5) Automate as much as possible and find a buddy. As much as possible, you should automate allocating the money towards specific goals (e.g., savings, investments, bills). Also, it’s always helpful to find an accountability buddy so you are on track.
In this budgeting plan, the recommendation is that you spent 50% of after-tax dollars on necessities, no more than 30% on wants, and at least 20% on savings and debt repayments. Over time, the idea is that someone who follows this budgeting plan can tackle their debt, have the room to still have fun, and build up a good savings account. So what counts under each category?

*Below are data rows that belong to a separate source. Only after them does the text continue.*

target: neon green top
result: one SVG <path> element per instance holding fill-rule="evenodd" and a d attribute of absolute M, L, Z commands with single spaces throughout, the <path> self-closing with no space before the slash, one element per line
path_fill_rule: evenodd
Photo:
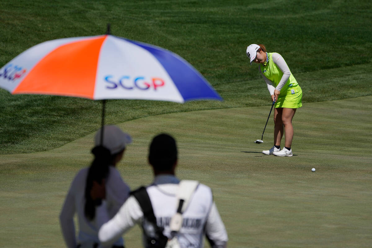
<path fill-rule="evenodd" d="M 279 56 L 277 56 L 278 58 L 276 59 L 277 61 L 275 61 L 275 59 L 273 59 L 273 53 L 266 52 L 266 61 L 264 63 L 260 65 L 261 72 L 266 78 L 273 82 L 276 89 L 280 91 L 280 93 L 279 94 L 280 96 L 282 96 L 286 95 L 287 89 L 288 86 L 290 85 L 296 86 L 298 84 L 296 78 L 291 73 L 291 71 L 288 68 L 285 61 L 280 54 L 276 54 L 276 55 Z M 283 72 L 277 64 L 280 64 L 282 69 L 283 67 L 285 67 L 285 72 L 287 73 L 289 72 L 290 74 L 286 82 L 285 81 L 286 79 L 285 78 L 286 77 L 285 77 L 284 78 L 283 78 Z M 282 81 L 281 82 L 281 81 Z M 279 86 L 278 87 L 278 85 Z"/>

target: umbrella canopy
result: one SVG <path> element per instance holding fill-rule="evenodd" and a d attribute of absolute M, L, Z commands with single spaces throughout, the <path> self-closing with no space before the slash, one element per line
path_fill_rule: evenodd
<path fill-rule="evenodd" d="M 161 48 L 109 35 L 41 43 L 0 69 L 11 93 L 179 103 L 222 100 L 187 61 Z"/>

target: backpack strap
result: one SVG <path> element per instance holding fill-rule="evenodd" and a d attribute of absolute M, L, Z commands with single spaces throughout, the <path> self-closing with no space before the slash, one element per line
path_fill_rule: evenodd
<path fill-rule="evenodd" d="M 157 225 L 156 218 L 154 214 L 154 209 L 151 204 L 151 201 L 146 190 L 146 188 L 142 186 L 134 191 L 131 192 L 131 194 L 137 200 L 140 206 L 142 209 L 144 217 L 151 223 L 155 231 L 155 236 L 146 237 L 146 247 L 150 248 L 153 247 L 160 248 L 165 247 L 168 241 L 168 238 L 163 233 L 163 232 L 164 229 L 163 227 L 158 226 Z M 144 229 L 143 229 L 143 231 L 144 233 L 146 233 L 146 232 Z"/>
<path fill-rule="evenodd" d="M 156 218 L 154 214 L 153 206 L 151 204 L 151 201 L 146 190 L 146 188 L 142 186 L 131 192 L 131 194 L 135 198 L 140 204 L 140 206 L 142 209 L 142 212 L 143 212 L 144 216 L 148 220 L 157 226 Z"/>
<path fill-rule="evenodd" d="M 193 180 L 182 180 L 178 184 L 176 196 L 178 206 L 176 214 L 172 216 L 169 223 L 171 235 L 174 236 L 179 231 L 182 224 L 182 213 L 190 202 L 191 196 L 199 185 L 199 182 Z"/>

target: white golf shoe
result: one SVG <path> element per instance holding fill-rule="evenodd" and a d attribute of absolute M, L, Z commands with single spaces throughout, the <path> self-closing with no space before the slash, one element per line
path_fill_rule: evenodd
<path fill-rule="evenodd" d="M 282 150 L 280 150 L 278 152 L 274 152 L 273 154 L 275 156 L 280 156 L 280 157 L 291 157 L 293 155 L 292 154 L 292 149 L 288 150 L 285 147 L 283 148 Z"/>
<path fill-rule="evenodd" d="M 270 150 L 263 151 L 262 153 L 266 155 L 272 155 L 273 154 L 274 152 L 279 152 L 280 151 L 280 149 L 278 149 L 275 147 L 275 146 L 274 146 Z"/>

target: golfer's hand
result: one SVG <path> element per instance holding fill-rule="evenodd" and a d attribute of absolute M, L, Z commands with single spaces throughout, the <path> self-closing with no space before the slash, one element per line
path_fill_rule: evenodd
<path fill-rule="evenodd" d="M 280 91 L 278 90 L 275 90 L 274 91 L 274 97 L 275 98 L 275 101 L 278 100 L 278 97 L 280 94 Z M 274 99 L 273 99 L 273 101 L 274 101 Z"/>

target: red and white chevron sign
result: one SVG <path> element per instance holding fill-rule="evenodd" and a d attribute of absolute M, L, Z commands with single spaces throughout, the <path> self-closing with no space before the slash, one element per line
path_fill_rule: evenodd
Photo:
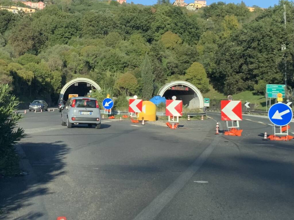
<path fill-rule="evenodd" d="M 181 100 L 167 100 L 166 115 L 167 116 L 182 116 L 183 106 L 183 101 Z"/>
<path fill-rule="evenodd" d="M 222 121 L 242 121 L 242 103 L 241 101 L 220 101 Z"/>
<path fill-rule="evenodd" d="M 143 104 L 142 99 L 129 99 L 129 112 L 142 112 Z"/>

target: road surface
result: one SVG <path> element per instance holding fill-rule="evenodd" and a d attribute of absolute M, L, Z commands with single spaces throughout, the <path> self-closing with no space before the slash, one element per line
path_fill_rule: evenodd
<path fill-rule="evenodd" d="M 216 135 L 224 123 L 208 115 L 172 130 L 108 120 L 68 128 L 56 111 L 24 115 L 28 174 L 0 179 L 0 219 L 293 219 L 294 141 L 263 141 L 272 126 L 249 116 L 241 137 Z"/>

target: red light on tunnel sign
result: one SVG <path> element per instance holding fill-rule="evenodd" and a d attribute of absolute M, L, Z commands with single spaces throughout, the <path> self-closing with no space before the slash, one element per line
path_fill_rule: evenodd
<path fill-rule="evenodd" d="M 171 87 L 172 90 L 179 90 L 181 91 L 188 91 L 189 87 L 183 86 L 173 86 Z"/>

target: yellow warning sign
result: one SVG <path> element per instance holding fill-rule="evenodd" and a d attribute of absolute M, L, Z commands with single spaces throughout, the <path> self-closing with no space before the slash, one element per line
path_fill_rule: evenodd
<path fill-rule="evenodd" d="M 156 106 L 153 102 L 150 101 L 143 101 L 142 112 L 139 114 L 139 119 L 143 119 L 145 121 L 156 121 Z"/>

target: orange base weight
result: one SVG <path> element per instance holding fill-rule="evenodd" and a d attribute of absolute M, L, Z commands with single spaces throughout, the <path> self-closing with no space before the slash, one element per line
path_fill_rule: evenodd
<path fill-rule="evenodd" d="M 271 141 L 290 141 L 294 138 L 294 137 L 290 135 L 287 135 L 282 137 L 279 137 L 275 135 L 270 135 L 268 139 Z"/>
<path fill-rule="evenodd" d="M 131 119 L 131 121 L 132 123 L 139 123 L 139 120 L 134 120 L 133 119 Z"/>
<path fill-rule="evenodd" d="M 171 124 L 169 122 L 166 122 L 166 123 L 167 126 L 169 128 L 171 129 L 176 129 L 178 128 L 178 126 L 179 126 L 179 123 L 176 123 L 175 124 L 173 124 L 173 124 Z"/>
<path fill-rule="evenodd" d="M 232 128 L 230 131 L 225 131 L 224 133 L 225 135 L 230 135 L 232 136 L 241 136 L 243 130 L 238 130 L 235 128 Z"/>

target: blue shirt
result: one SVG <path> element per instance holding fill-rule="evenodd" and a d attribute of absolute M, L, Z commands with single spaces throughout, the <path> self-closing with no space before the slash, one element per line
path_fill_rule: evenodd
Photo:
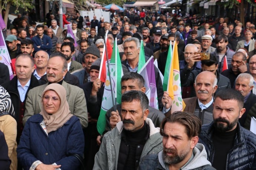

50% Needs: Needs should be the absolute costs for what you need to live month to month. This can include groceries, utilities, transportation, insurance, housing, childcare, and minimum debt payments. If your needs are greater than 50% already, you will need to either dip into the wants category or try to find ways to keep your expenses lower (e.g., lowering utilities, refinancing debt, etc.).
20% Savings and Debt Repayment: This part of the budget should be to plan for your future First off, you need to make sure you are allocating to these areas:
30% Wants: Wants should be things that are not essential for you to live and work such as eating out, travel and entertainment, etc. The difference between needs and wants can sometimes be a gray area, so just make sure that you define what’s important to you. For some people, that might be traveling once a year to a new city, so make sure you make room for that in your budget.
Remember, as Oprah says “The key to realizing a dream is to focus not on success but on significance – and then even the small steps and little victories along your path will take on greater meaning.”